Federal financial regulators collaborate on consumer website linking resources on advisers and investment products.

Top financial regulators are teaming up to offer investors a one-stop online location where they can research the background of financial advisers and learn about financial fraud.
On Wednesday, the Commodity Futures Trading Commission launched CFTC SmartCheck, a website that educates financial consumers about ways they could get swindled.
The site includes links to the Financial Industry Regulatory Authority Inc.’s BrokerCheck system, the Securities and Exchange Commission’s product-registration database (EDGAR), the National Futures Association and the CFTC. It also offers links to interactive videos where users are taken through scenarios in which they are offered questionable investments.
The CFTC is rolling out SmartCheck with a nationwide television, print and online advertising campaign.
“The SmartCheck campaign is designed to arm investors with more tools and information,” CFTC Chairman Tim Massad said Wednesday at an event at CFTC headquarters in Washington.
The site is a breakthrough because it localizes the process of checking the backgrounds of investment advisers and brokers. Prior to the site going live, investors had to visit the websites of individual regulators to access their databases.
Although the CFTC is taking the lead on the initiative, it has been working closely with the SEC and Finra, the industry-funded broker-dealer regulator.
“We want to be very strategic and very collaborative,” said Michael Herndon, the CFTC consumer outreach officer. “Working together, we’ll get this message out much further.”

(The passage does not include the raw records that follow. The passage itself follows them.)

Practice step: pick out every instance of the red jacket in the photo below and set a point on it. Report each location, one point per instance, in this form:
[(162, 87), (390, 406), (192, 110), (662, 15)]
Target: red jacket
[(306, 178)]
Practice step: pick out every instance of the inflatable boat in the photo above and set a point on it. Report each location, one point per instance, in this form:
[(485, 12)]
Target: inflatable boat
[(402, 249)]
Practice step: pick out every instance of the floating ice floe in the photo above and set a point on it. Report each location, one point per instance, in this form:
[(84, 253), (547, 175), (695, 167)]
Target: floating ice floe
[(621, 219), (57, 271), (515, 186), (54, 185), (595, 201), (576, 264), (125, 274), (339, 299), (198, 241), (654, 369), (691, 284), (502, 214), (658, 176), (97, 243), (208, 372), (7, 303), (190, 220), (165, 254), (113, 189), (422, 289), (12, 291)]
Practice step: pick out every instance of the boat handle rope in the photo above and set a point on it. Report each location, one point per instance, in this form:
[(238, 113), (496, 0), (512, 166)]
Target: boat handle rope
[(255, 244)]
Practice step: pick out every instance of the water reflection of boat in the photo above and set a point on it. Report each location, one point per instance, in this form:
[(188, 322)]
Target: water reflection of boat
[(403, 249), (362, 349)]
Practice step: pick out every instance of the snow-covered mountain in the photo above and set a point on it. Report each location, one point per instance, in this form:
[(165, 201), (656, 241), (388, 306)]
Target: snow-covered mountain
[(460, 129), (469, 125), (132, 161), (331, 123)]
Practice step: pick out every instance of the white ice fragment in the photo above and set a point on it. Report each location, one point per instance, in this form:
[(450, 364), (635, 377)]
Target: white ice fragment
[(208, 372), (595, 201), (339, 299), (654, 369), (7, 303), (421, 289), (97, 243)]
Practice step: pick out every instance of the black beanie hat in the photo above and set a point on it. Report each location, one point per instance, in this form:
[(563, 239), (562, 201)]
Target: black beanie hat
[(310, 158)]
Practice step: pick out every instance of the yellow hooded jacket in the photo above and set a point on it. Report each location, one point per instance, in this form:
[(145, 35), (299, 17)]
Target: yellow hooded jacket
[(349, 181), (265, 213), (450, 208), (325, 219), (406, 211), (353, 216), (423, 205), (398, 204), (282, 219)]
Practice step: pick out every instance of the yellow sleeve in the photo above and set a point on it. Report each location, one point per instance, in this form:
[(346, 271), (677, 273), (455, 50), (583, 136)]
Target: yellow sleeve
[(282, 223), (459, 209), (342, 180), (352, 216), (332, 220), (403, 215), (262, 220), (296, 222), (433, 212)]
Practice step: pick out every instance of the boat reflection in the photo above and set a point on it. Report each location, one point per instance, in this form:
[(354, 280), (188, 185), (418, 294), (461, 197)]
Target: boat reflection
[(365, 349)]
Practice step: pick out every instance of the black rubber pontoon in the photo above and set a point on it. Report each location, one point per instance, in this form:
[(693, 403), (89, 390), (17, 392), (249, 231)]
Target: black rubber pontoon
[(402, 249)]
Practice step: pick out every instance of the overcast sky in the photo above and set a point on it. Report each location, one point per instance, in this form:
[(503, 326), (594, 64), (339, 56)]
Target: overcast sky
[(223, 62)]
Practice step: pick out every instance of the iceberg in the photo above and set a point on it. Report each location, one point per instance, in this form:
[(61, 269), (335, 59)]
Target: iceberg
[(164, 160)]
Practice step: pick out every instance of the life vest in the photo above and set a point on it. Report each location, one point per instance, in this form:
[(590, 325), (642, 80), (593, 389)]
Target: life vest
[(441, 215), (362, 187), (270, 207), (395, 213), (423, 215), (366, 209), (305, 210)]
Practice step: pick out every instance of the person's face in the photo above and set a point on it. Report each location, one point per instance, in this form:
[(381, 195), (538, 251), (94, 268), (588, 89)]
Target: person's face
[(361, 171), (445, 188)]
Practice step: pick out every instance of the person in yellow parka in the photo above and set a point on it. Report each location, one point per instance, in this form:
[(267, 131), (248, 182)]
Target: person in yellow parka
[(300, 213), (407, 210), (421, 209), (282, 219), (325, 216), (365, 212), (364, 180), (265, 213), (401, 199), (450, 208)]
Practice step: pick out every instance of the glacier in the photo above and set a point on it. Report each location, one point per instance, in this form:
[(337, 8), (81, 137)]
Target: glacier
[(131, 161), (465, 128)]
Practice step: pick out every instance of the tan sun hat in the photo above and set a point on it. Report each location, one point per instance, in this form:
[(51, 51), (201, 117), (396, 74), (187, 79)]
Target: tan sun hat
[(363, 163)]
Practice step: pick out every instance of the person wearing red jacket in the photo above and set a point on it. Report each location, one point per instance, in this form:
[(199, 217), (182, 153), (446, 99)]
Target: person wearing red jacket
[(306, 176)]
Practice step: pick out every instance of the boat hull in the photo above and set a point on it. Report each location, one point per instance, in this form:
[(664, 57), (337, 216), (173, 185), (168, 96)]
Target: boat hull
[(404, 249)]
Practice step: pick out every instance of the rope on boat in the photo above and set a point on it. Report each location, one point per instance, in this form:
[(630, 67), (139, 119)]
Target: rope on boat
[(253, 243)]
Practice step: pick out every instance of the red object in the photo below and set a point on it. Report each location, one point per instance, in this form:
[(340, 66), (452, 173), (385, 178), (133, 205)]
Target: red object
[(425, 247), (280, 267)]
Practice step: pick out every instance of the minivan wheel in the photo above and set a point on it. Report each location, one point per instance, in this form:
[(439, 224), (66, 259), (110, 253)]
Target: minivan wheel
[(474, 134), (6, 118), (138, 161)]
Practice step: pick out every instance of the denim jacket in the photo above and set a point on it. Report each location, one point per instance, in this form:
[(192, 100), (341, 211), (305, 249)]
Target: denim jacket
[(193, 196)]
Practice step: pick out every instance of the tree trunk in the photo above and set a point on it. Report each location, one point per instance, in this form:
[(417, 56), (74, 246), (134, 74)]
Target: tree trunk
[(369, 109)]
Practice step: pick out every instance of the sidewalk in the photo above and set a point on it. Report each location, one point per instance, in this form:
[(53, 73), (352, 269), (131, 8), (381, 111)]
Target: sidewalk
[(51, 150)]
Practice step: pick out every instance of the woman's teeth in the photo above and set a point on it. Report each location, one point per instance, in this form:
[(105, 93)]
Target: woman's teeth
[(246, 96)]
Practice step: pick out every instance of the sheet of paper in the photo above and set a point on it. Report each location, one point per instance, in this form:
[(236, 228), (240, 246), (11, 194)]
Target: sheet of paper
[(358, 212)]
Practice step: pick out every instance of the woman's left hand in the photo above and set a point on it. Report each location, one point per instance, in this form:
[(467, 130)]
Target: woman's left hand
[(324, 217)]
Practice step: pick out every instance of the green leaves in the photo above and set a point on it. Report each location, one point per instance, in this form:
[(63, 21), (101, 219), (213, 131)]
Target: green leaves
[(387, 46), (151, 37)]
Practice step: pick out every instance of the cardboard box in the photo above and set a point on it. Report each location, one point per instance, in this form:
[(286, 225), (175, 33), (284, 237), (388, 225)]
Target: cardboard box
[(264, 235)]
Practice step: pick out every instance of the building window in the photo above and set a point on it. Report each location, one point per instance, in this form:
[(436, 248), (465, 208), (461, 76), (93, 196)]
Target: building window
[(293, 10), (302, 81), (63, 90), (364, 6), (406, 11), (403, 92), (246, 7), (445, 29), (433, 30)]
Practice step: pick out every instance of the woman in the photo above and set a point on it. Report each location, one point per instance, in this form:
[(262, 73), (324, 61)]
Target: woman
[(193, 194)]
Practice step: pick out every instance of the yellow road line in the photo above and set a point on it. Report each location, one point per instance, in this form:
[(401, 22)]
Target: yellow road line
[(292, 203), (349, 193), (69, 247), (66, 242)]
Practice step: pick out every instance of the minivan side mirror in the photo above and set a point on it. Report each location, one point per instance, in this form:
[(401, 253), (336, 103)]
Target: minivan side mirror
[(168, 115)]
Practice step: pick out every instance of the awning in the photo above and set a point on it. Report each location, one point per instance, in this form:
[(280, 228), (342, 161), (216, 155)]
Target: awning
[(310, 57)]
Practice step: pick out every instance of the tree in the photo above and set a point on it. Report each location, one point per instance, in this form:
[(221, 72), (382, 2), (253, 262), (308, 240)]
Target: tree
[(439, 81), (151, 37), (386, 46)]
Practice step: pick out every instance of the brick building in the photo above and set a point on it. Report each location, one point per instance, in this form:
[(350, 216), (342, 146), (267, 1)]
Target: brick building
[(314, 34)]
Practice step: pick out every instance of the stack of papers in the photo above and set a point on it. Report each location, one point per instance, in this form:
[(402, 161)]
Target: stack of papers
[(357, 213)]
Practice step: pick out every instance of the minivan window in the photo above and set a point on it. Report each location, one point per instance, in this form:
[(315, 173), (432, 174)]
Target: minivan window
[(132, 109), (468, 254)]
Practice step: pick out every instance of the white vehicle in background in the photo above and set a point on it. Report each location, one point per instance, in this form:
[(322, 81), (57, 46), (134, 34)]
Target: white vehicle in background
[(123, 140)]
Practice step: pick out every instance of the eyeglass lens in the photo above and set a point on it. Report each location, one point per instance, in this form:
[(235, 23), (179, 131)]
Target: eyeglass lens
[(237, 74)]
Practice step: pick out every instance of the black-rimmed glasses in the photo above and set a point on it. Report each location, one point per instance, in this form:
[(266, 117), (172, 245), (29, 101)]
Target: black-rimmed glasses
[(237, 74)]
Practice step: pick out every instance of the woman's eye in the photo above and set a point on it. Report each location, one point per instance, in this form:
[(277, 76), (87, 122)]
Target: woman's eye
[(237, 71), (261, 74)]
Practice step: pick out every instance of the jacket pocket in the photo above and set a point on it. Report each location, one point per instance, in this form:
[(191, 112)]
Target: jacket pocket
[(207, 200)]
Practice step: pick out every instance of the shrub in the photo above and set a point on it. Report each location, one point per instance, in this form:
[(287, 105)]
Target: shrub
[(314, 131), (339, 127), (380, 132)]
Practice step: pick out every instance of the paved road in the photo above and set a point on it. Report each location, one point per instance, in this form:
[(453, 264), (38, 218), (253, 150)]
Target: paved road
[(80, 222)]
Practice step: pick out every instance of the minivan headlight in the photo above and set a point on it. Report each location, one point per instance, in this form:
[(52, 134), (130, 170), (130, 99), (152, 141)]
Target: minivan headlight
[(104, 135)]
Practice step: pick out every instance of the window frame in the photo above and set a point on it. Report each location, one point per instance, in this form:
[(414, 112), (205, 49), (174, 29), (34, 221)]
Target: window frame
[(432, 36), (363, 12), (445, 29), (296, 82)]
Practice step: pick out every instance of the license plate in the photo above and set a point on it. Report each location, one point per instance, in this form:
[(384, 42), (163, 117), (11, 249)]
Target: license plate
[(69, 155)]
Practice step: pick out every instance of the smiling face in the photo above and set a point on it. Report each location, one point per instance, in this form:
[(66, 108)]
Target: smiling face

The initiative marks the first time all the regulators have come together to battle investor fraud, said Lori Schock, director of the SEC Office of Investor Education and Advocacy.
“This is a great opportunity to have an anti-fraud message that’s across the federal financial agencies as well as the self-regulatory organizations,” Ms. Schock said on the sidelines of the CFTC presentation.
The CFTC invested about $4.2 million in consumer protection in fiscal year 2014 and has budget authority to spend up to $7 million in fiscal 2015, Mr. Herndon said. A provision of the Dodd-Frank financial reform law authorized the agency to set up a customer protection fund that finances its whistleblower office and education initiatives.
Next year, the CFTC plans bolster the campaign by launching more ads and sponsoring events.